So if a mortgage broker tells you that it’s just fine if your housing costs ( mortgage payments, insurance, prop tax) are 33% of your gross income you must be very wary. In the ‘old days’ (before the late 90s) that ratio was 25% and that was pretty strictly adhered to by lenders. Its been floating up in recent years, first to 28% and now it’s often 33%.
on 02 Feb 2007 at 12:31 am2Jay
Your reason listed for not buying a house are all the reason FOR buying a house.
First of all…if someone has bad credit; by buying a home their credit score will go up within a few months because of their 1st and 2nd Mortgage they have.
Also why would someone want to make a down payment in the first place?
Why not put that money in the Shanghai or Karachi stock market (last year they both went up over 80%).
This is a great time to buy a home:
#1) We are in a down market..homes are languishing on the market for at least 6 months now…you can get a great deal now..versus only a few years ago homes were in a bidding war.

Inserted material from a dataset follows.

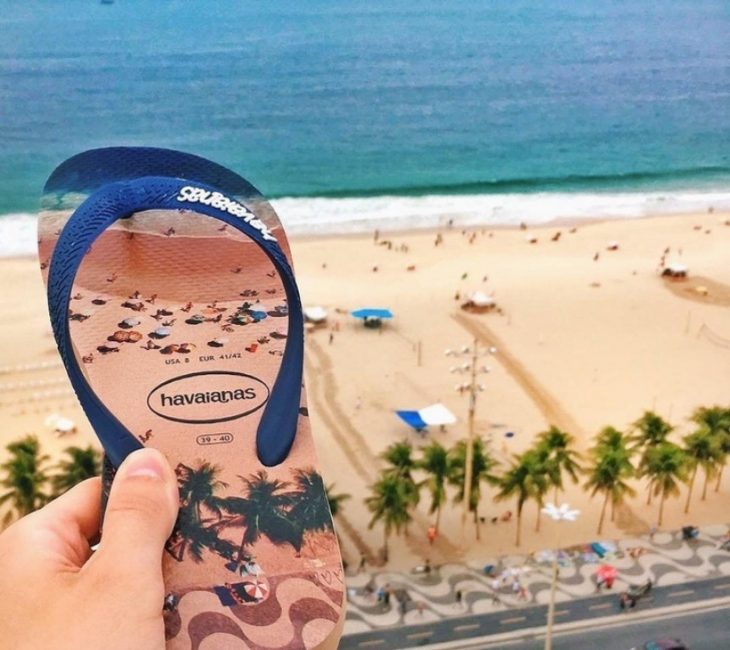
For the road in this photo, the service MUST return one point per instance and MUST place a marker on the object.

#2) Either your gonna pay the rent to the landlord and own nothing after your done….or you can buy a home, get that that mortgage and as home prices rise and your equity goes up….when you move you will have made a profit from buying your house.
Buying a home is a great choice to make.
Of course you dont want to buy more-home-than-you-can-afford.
Mortgage professionals are the good guys..previous comments mentioned corruption in the industry.
That ‘corruption’ is there so its easier for more people to qualify to buy a home.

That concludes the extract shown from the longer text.